On Thursday morning, I was faced with a dilemma – volunteer at my local foodbank to help those most in need during the coronavirus crisis, or stay at home and keep myself and others safe. It felt like a Catch-22 situation. Most of the volunteers I work with at foodbank are over 70 years old and so I felt duty-bound to volunteer so that they could continue self-isolating. I would much rather put myself at risk than them. However, I am currently struggling with increased symptoms of anxiety and OCD, and venturing outside seemed like an almost impossible task.
Our foodbank is one of the busiest in the area, we have on numerous occasions received over 80+ vouchers requesting urgent food supplies. It’s important to remember that each voucher does not always equal one person. Some of the vouchers we receive are for families of five or six, and so the real number of people accessing our services is in the hundreds.
We could not fail these hundreds of people, so my dad and I decided to go and volunteer.
We arrived at foodbank an hour and a half early to help prepare parcels. Our supplies were more limited than ever and many of the volunteers had rightly stayed at home, so it was non-stop. We prepared around fifty parcels before we opened to try and get ahead of the rush – these were gone in the first twenty minutes. For the next few hours we desperately packed food and distributed them to those who came through our doors.
We had adapted our set up following the Trussell Trust guidelines to minimise human contact, however this meant that we could no longer offer tea or a chat, which is what many people using our foodbank so desperately need.

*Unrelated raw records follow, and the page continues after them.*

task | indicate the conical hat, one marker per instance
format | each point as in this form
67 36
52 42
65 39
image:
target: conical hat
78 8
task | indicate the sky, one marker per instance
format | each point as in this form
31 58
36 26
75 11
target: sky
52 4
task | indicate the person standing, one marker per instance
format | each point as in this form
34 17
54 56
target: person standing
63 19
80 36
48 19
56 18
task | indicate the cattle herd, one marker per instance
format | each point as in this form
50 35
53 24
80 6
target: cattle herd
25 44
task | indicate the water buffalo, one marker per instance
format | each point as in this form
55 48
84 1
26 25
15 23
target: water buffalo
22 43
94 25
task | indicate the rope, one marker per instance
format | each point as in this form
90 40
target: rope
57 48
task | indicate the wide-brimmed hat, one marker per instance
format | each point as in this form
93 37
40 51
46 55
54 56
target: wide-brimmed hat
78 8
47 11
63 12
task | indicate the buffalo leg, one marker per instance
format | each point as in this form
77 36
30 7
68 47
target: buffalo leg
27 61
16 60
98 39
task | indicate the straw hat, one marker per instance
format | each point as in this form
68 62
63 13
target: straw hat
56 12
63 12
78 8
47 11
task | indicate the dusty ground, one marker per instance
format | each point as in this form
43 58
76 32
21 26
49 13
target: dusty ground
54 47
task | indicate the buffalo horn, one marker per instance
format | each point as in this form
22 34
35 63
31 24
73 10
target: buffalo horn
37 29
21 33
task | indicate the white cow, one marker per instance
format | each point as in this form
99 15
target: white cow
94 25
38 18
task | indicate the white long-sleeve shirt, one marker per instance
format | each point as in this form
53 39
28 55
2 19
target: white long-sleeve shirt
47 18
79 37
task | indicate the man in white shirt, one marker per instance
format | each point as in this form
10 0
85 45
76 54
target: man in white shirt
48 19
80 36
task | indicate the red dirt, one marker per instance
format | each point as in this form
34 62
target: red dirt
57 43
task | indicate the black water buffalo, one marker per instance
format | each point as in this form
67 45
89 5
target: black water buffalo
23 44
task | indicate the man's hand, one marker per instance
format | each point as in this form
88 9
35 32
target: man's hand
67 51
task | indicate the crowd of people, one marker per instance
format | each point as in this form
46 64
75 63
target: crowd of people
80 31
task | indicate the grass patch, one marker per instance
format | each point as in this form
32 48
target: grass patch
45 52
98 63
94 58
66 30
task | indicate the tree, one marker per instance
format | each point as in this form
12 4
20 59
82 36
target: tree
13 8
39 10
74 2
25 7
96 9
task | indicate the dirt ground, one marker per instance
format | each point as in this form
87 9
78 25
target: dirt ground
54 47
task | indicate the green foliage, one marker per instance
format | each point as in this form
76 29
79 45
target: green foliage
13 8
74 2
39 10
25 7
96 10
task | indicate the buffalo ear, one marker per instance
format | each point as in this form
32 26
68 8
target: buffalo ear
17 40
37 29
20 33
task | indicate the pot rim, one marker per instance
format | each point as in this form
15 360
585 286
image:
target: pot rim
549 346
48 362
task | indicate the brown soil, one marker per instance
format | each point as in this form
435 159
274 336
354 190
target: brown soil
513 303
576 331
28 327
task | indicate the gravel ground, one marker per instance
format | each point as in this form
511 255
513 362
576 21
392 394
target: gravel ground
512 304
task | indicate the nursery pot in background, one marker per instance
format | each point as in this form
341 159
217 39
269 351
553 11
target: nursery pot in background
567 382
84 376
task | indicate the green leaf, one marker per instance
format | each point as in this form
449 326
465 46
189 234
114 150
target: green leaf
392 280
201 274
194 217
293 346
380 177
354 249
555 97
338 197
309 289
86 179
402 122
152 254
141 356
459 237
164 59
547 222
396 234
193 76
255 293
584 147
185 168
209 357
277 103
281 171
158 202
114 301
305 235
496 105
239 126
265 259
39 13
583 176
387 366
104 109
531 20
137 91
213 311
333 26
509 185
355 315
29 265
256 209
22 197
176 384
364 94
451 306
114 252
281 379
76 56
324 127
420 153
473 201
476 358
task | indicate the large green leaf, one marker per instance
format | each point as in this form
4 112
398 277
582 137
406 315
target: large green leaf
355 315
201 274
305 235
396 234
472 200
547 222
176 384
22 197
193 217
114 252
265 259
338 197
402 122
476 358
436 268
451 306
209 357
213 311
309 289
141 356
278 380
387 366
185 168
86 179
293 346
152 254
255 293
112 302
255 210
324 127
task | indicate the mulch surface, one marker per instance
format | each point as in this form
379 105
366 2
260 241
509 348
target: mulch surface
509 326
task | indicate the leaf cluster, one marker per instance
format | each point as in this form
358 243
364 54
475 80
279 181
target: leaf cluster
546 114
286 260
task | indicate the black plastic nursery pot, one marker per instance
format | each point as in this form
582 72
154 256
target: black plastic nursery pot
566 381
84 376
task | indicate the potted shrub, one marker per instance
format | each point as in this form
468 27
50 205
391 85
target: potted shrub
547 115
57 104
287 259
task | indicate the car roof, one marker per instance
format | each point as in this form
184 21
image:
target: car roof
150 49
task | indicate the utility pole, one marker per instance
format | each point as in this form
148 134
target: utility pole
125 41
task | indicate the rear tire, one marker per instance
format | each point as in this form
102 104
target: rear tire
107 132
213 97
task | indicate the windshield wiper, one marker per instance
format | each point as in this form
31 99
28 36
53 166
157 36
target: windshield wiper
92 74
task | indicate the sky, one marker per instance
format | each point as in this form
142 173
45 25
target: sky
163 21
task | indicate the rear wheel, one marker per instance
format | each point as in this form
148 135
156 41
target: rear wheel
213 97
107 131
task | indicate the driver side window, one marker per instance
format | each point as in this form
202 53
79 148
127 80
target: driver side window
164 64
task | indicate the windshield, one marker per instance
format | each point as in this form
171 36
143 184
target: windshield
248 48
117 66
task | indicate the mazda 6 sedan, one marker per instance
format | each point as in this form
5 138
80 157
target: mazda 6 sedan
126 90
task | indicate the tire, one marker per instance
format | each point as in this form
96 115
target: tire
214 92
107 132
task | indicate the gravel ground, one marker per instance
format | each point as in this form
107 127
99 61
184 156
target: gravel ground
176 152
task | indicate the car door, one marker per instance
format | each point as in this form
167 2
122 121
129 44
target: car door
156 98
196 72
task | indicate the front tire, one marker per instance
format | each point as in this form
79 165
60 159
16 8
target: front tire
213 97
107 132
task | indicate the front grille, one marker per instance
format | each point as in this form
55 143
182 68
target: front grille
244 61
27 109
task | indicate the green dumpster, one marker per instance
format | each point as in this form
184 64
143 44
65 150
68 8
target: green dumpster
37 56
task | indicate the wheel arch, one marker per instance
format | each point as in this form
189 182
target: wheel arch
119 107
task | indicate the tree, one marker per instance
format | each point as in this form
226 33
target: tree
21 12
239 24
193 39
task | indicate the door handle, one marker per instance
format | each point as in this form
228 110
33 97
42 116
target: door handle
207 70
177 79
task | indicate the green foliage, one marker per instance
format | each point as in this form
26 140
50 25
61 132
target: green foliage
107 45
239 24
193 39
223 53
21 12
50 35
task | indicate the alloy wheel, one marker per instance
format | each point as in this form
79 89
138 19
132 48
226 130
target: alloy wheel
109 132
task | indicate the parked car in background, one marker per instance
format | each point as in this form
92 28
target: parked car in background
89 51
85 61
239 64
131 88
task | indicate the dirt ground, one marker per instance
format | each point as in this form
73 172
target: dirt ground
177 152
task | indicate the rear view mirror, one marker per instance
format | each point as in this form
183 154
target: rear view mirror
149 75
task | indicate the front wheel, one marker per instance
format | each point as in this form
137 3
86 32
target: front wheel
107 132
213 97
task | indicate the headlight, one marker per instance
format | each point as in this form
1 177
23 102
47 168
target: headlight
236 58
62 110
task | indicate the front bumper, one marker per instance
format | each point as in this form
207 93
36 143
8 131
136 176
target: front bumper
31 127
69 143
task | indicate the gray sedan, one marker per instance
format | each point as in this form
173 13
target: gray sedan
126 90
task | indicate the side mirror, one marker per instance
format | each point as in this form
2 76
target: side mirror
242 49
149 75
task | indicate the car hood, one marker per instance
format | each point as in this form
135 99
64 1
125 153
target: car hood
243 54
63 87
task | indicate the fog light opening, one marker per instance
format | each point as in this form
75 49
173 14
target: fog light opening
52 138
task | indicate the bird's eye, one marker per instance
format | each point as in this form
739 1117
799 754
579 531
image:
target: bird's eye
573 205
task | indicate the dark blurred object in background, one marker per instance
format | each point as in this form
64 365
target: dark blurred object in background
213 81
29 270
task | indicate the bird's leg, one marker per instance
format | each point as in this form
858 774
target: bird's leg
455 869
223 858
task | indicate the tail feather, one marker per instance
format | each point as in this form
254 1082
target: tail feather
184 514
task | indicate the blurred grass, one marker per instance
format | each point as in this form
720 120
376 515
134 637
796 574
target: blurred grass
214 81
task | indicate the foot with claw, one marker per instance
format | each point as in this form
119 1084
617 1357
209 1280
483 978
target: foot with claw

Eventually, the only foods we had left were tomato soup and beans (which isn’t great if you’re not a fan of tomatoes!) and so we were forced to turn people away. Usually, we offer a parcel of food that includes sufficient nutrition for at least three days worth of healthy, balanced meals. You can’t make a meal out of soup and beans and it seemed unfair to offer this to some people, when others had received an (albeit small) variety of foods.
We received 113 vouchers – the highest number ever received by our foodbank. Seeing people panic-buying and emptying shelves really frustrates me. By unnecessarily stockpiling goods, those most in need and most at risk are the ones affected. We need to work together as a community and a collective people to protect the most vulnerable during this crisis. Pool resources with your neighbours if you can! Ask yourself if you really need two of the same thing. If you have extras, donate them to your local foodbank. We need to shift our thinking from ‘I’ to ‘we’ and support each other. We are better than this.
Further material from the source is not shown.